I was fascinated by this meeting at Chartwell. I wanted to know what Burgess did with this offer of help from the statesman. The man from the BBC was undeniably brilliant and supremely well-connected in an era when Westminster was a small village and the country was run by a relative handful of decision makers. Burgess was in the thick of it. He knew them all. And his views after Munich would have been remarkably close to Churchill’s—appeasement was bound to fail, war was inevitable, and one of the keys to the outcome of that war would be Soviet Russia.

It’s all too easy to dismiss Burgess as an outrageous homosexual adventurer who thought nothing about betraying his country. My own conclusion was that he was as patriotic as most, but found a different and more difficult route to pursue his love of country and deal with the fears he held for it. Burgess died in Moscow wearing his MCC tie and with the wish that his remains be buried back in England. Patriotism, as Churchill would well have understood, isn’t always best served by doing what is expected of you.

Whatever the truth of Driberg’s account of that meeting between Churchill and Burgess, I strongly suspect the pair would have got on outrageously well.
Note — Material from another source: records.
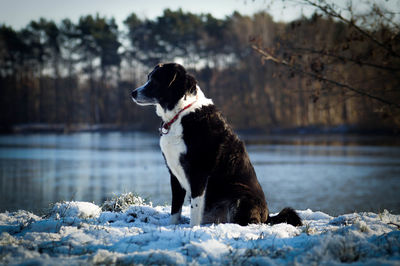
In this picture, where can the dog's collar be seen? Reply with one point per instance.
(165, 126)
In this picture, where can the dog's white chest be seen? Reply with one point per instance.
(173, 146)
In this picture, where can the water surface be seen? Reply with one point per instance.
(333, 174)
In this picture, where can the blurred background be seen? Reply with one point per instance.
(311, 86)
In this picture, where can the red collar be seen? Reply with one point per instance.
(166, 126)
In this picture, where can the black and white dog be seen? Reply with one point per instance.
(204, 156)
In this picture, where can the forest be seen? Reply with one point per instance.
(313, 73)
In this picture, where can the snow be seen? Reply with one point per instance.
(75, 233)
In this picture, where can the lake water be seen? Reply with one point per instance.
(333, 174)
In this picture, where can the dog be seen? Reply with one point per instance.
(205, 158)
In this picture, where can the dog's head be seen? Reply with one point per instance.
(166, 85)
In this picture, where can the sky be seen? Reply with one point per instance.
(18, 13)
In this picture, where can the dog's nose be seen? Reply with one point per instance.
(134, 94)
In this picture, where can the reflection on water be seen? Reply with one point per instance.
(328, 173)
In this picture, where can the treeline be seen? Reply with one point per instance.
(81, 73)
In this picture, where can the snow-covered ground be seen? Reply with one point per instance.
(136, 232)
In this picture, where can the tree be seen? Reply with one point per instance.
(342, 41)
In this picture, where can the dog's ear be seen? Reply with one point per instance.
(190, 84)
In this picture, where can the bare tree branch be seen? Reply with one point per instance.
(268, 56)
(328, 10)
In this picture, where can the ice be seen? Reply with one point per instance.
(76, 233)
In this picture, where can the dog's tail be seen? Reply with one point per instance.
(287, 215)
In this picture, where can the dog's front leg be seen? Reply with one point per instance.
(196, 210)
(178, 197)
(197, 201)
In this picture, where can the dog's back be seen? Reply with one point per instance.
(205, 158)
(214, 151)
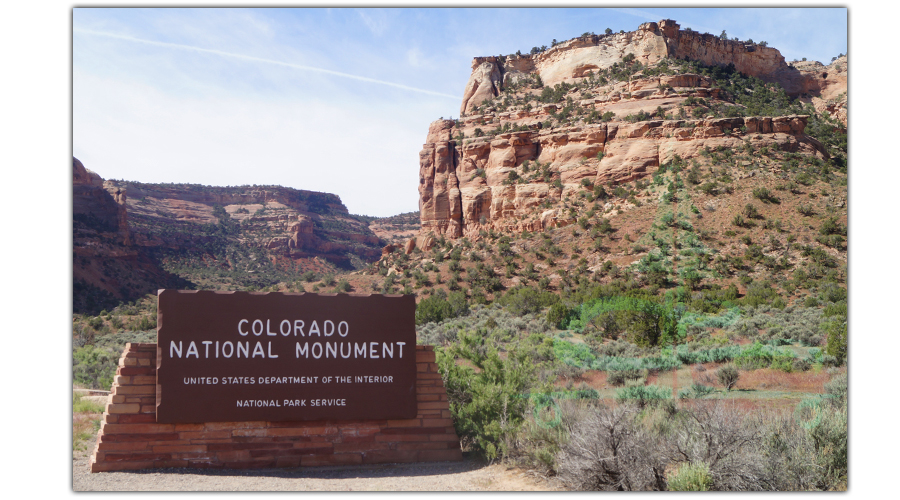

They would have argued, drunk, then argued and drunk some more before finally agreeing about the challenges of October 1938 and what was required to resolve them.

When, after the war, Churchill returned to power and had to deal with the fall-out of Burgess’s spectacular defection to Moscow, he displayed remarkably little interest in the whole affair. Jock Colville commented as much in his diary. Yet should we be surprised? Everyone in the British Establishment had reason to forget his personal links with a traitor—and Churchill’s own discomfort could only have been increased by the fact that Burgess, in order to establish his cover, had once tried to woo and wed Churchill’s own niece, Clarissa.

History can be as extraordinary as any novel, yet this is not an exercise in unraveling history. The challenges faced by Churchill in 1938 continue to echo through our own age. Most pressing of these challenges, perhaps, is whether we confront or try to appease the forces of terror.

But there is so much more. Is the press a defender of our freedoms, or an institution that is more typically corrupt and self-serving? Do politicians owe their prime loyalty to the party, or to their consciences? What attitude should Britain take to “Johnny Foreigner” and the rest of Europe? Open a newspaper and it becomes clear that Churchill’s views would have illuminated our debates today almost as vividly as they did sixty years ago.

Winston’s War is not a history. It is unashamedly a work of fiction. Yet my hope is that it will inspire its readers to dig ever more deeply and to decide for themselves not only what happened but why things happened. If I succeed in that, then both the truth and Mr. Churchill will have been well served.